他聲音清朗,引經據典,頓時吸引了所有人的目光。

那掌櫃被當眾質問,臉色一陣青白,強辯道:“你、你休要血口噴人!這是我們東家的規矩!

再者,如今市面上舊錢就是不好使,我們也有難處!”

“東家的規矩大,還是朝廷的律法大?”

李不言毫不退讓,言辭犀利,“若家家糧行都效仿爾等,拒收舊錢,豈不是要逼得持有舊錢的百姓無米可炊,釀成民變?爾等擔當得起嗎?!”

他的話語擲地有聲,周圍百姓紛紛附和:“這位相公說得對!”

“就是!憑什麽不收我們的錢!”

那糧行掌櫃被懟得啞口無言,額角冒汗。

雅間內,小九看得眼睛發亮。

哇!不愧是未來第一噴子!這戰鬥力!已經開始初具雛形了!雖然對象是個糧行掌櫃。

皇帝的目光也落在李不言身上,帶著一絲不易察覺的審視。

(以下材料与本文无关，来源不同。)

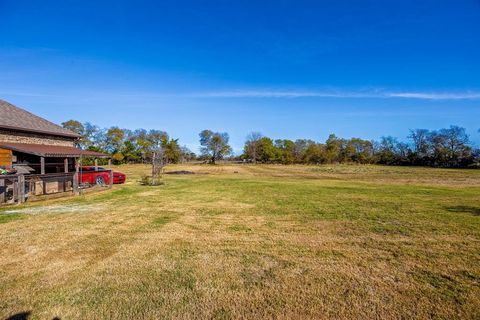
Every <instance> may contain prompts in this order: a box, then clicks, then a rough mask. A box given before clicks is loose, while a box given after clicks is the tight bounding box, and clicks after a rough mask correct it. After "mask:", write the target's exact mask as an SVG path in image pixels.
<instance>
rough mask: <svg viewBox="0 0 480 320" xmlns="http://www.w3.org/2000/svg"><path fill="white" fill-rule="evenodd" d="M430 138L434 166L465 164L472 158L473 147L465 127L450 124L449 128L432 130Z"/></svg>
mask: <svg viewBox="0 0 480 320" xmlns="http://www.w3.org/2000/svg"><path fill="white" fill-rule="evenodd" d="M429 140H430V143H431V148H432V150H433V155H432V160H433V165H434V166H442V167H458V166H465V165H466V162H468V159H470V158H471V147H470V146H469V137H468V135H467V133H466V130H465V128H461V127H458V126H450V128H448V129H440V130H439V131H434V132H432V133H431V134H430V139H429Z"/></svg>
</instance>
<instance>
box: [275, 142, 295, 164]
mask: <svg viewBox="0 0 480 320" xmlns="http://www.w3.org/2000/svg"><path fill="white" fill-rule="evenodd" d="M275 153H276V156H275V161H276V162H279V163H282V164H292V163H294V162H295V142H293V141H292V140H288V139H283V140H282V139H278V140H275Z"/></svg>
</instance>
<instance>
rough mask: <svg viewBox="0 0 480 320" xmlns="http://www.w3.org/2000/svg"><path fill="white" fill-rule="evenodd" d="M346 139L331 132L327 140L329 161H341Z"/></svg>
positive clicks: (328, 162) (327, 156) (339, 161)
mask: <svg viewBox="0 0 480 320" xmlns="http://www.w3.org/2000/svg"><path fill="white" fill-rule="evenodd" d="M344 144H345V140H344V139H339V138H337V136H336V135H334V134H330V135H329V136H328V139H327V141H326V142H325V157H326V160H327V162H328V163H334V162H340V161H341V160H342V159H341V154H342V150H343V148H344Z"/></svg>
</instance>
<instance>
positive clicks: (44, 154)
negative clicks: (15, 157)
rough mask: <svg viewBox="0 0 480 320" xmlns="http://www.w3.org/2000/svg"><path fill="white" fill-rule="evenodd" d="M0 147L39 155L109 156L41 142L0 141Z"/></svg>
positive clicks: (66, 155)
mask: <svg viewBox="0 0 480 320" xmlns="http://www.w3.org/2000/svg"><path fill="white" fill-rule="evenodd" d="M0 148H2V149H8V150H13V151H18V152H23V153H28V154H33V155H37V156H41V157H67V158H68V157H80V156H82V157H96V158H108V157H109V156H108V155H106V154H104V153H100V152H95V151H87V150H81V149H78V148H75V147H63V146H47V145H43V144H24V143H9V142H0Z"/></svg>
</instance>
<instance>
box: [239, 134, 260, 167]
mask: <svg viewBox="0 0 480 320" xmlns="http://www.w3.org/2000/svg"><path fill="white" fill-rule="evenodd" d="M262 137H263V136H262V134H261V133H259V132H252V133H250V134H249V135H248V136H247V141H246V142H245V147H244V151H243V153H244V155H245V157H246V158H247V159H250V160H252V162H253V163H257V160H258V159H259V154H258V152H259V147H260V140H261V139H262Z"/></svg>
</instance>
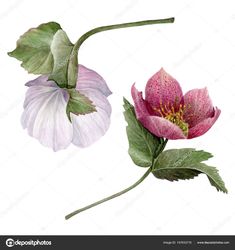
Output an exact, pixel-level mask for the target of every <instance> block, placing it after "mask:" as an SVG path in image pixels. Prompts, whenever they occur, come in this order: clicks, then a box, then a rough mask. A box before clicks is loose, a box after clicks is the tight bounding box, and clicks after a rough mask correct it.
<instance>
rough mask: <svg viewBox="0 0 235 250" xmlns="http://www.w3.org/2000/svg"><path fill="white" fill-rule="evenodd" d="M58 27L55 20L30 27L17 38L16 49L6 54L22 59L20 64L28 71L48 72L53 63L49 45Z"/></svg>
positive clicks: (50, 50)
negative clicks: (18, 38)
mask: <svg viewBox="0 0 235 250" xmlns="http://www.w3.org/2000/svg"><path fill="white" fill-rule="evenodd" d="M60 29H61V27H60V25H59V24H58V23H55V22H50V23H46V24H41V25H40V26H38V27H37V28H33V29H30V30H29V31H27V32H26V33H24V34H23V35H22V36H21V37H20V38H19V40H18V41H17V46H16V49H15V50H13V51H12V52H9V53H8V55H10V56H12V57H15V58H16V59H18V60H20V61H22V64H21V66H22V67H23V68H24V69H26V70H27V71H28V72H29V73H33V74H49V73H51V71H52V69H53V64H54V60H53V56H52V53H51V49H50V46H51V43H52V41H53V37H54V35H55V34H56V32H57V31H58V30H60Z"/></svg>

他低聲對身旁的侍衛統領吩咐了一句。

很快,樓下便有幾名看似普通家丁模樣的人上前,不動聲色地隔開了沖突雙方,那糧行掌櫃趁機灰溜溜地躲回了店裏,一場風波暫時平息。

李不言則被那老農拉著千恩萬謝。

小九註意到,父皇的臉色並未因此好轉,反而更加深沈。

他低聲對身旁的宰相崔琰道:“崔相,你看這雲州糧市,倒是熱鬧得很啊。”

崔琰面色如常,微微躬身:“陛下聖明,商賈逐利,些許紛爭在所難免。雲州知府治理有方,大局想必無礙。”

他這話說得滴水不漏,既點了商人的本性,又維護了地方官。

皇帝不置可否地“嗯”了一聲,目光再次投向窗外,那深邃的眼神仿佛要穿透這繁華的街市,看清其下隱藏的真相。

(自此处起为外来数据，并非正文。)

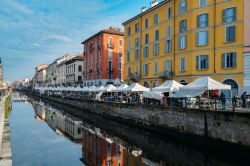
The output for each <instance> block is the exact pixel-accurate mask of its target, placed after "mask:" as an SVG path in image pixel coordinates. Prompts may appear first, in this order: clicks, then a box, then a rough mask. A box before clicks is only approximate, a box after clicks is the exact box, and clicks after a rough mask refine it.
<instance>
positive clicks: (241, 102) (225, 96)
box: [220, 92, 250, 110]
mask: <svg viewBox="0 0 250 166" xmlns="http://www.w3.org/2000/svg"><path fill="white" fill-rule="evenodd" d="M220 101H221V104H222V109H223V110H225V109H226V101H227V99H226V96H225V94H224V93H223V92H221V95H220ZM240 105H241V107H242V108H249V107H250V95H248V94H247V92H244V93H243V94H242V95H241V96H239V95H238V94H235V95H234V96H233V98H232V106H233V110H235V108H237V107H240Z"/></svg>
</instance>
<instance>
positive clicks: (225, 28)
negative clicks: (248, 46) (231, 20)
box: [225, 26, 235, 43]
mask: <svg viewBox="0 0 250 166" xmlns="http://www.w3.org/2000/svg"><path fill="white" fill-rule="evenodd" d="M225 33H226V34H225V37H226V40H225V42H226V43H230V42H235V26H228V27H226V28H225Z"/></svg>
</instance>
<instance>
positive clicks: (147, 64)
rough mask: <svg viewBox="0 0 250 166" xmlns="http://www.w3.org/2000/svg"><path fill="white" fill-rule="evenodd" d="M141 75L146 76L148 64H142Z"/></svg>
mask: <svg viewBox="0 0 250 166" xmlns="http://www.w3.org/2000/svg"><path fill="white" fill-rule="evenodd" d="M142 74H143V75H148V64H143V65H142Z"/></svg>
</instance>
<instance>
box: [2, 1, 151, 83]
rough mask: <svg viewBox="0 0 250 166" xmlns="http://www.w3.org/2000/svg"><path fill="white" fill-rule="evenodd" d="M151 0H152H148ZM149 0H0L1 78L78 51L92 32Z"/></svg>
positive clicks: (23, 73)
mask: <svg viewBox="0 0 250 166" xmlns="http://www.w3.org/2000/svg"><path fill="white" fill-rule="evenodd" d="M151 1H152V0H151ZM149 2H150V0H0V42H1V44H0V57H1V59H2V62H3V66H4V79H5V80H7V81H13V80H20V79H24V78H25V77H30V76H33V75H34V68H35V66H36V65H37V64H41V63H46V64H48V63H51V62H52V61H53V59H55V58H57V57H60V56H62V55H65V54H66V53H77V52H82V45H81V44H80V43H81V42H82V41H83V40H84V39H86V38H87V37H89V36H90V35H92V34H94V33H96V32H98V31H99V30H101V29H103V28H108V27H110V26H113V27H120V28H123V27H122V25H121V23H122V22H123V21H126V20H127V19H129V18H131V17H133V16H135V15H136V14H138V13H139V12H140V9H141V7H142V6H149Z"/></svg>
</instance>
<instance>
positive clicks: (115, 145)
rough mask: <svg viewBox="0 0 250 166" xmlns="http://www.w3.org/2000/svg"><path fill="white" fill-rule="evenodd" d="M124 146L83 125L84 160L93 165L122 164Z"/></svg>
mask: <svg viewBox="0 0 250 166" xmlns="http://www.w3.org/2000/svg"><path fill="white" fill-rule="evenodd" d="M123 151H124V148H123V147H122V146H121V145H120V144H118V143H116V142H113V141H112V140H111V139H109V138H106V137H104V136H102V134H101V133H98V132H97V131H93V130H91V129H88V128H86V127H83V142H82V161H83V162H84V163H85V164H87V165H91V166H111V165H112V166H122V165H123Z"/></svg>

接下來的半日,暗探回報的消息逐漸拼湊出一個令人不安的輪廓。

雲州乃至周邊幾個州府的糧價,近一個月來都在“豐裕”號等幾家大糧行的默契操控下穩步上漲,理由五花八門,從漕運不暢到備戰儲糧。

同時,這幾家大糧行開始不同程度地拒收舊錢,或是極力壓低舊錢兌換銀兩的比率,導致底層百姓和商戶怨聲載道,卻又求助無門。

而更耐人尋味的是,這幾家大型糧行背後,似乎都能隱約看到某些熟悉的身影——與京城某些世家大族有著千絲萬縷聯系的旁支、門人。

傍晚回到行轅,皇帝的臉色徹底沈了下來。他屏退左右,只留下幾位絕對心腹重臣。

“好一個治理有方!好一個大局無礙!”

皇帝的聲音冷得像冰,“朕還在,他們的手就敢伸得如此長!操控糧價,拒收舊錢,這是想幹什麽?

掏空百姓的錢袋子,制造民怨,給朕一個下馬威嗎?還是想借此斂財,以備不時之需?”

一位心腹大臣凝重道:“陛下,此事絕非偶然。選擇在您南巡途中發難,其心可誅。

他們這是算準了您不願在此時此地掀起大波瀾,影響大局和穩定。”

另一人道:“糧價之事,牽一發而動全身。若強行打壓,恐引發市場恐慌;若放任不管,民怨積累,後果不堪設想。

且他們打著備戰、儲糧的旗號,一時竟讓人抓不到切實的把柄。”

皇帝沈吟片刻,眼中閃過銳利的光芒:“他們想玩,朕就陪他們玩玩。既然他們喜歡用商業的手段,那朕就用商業的手段回敬。”

他迅速下達了幾條密令:

一、立刻從周邊未受影響的州府,緊急調撥一批官糧,以“平糶”為名,投入雲州市場,穩定糧價,但規模要控制,不宜打草驚蛇。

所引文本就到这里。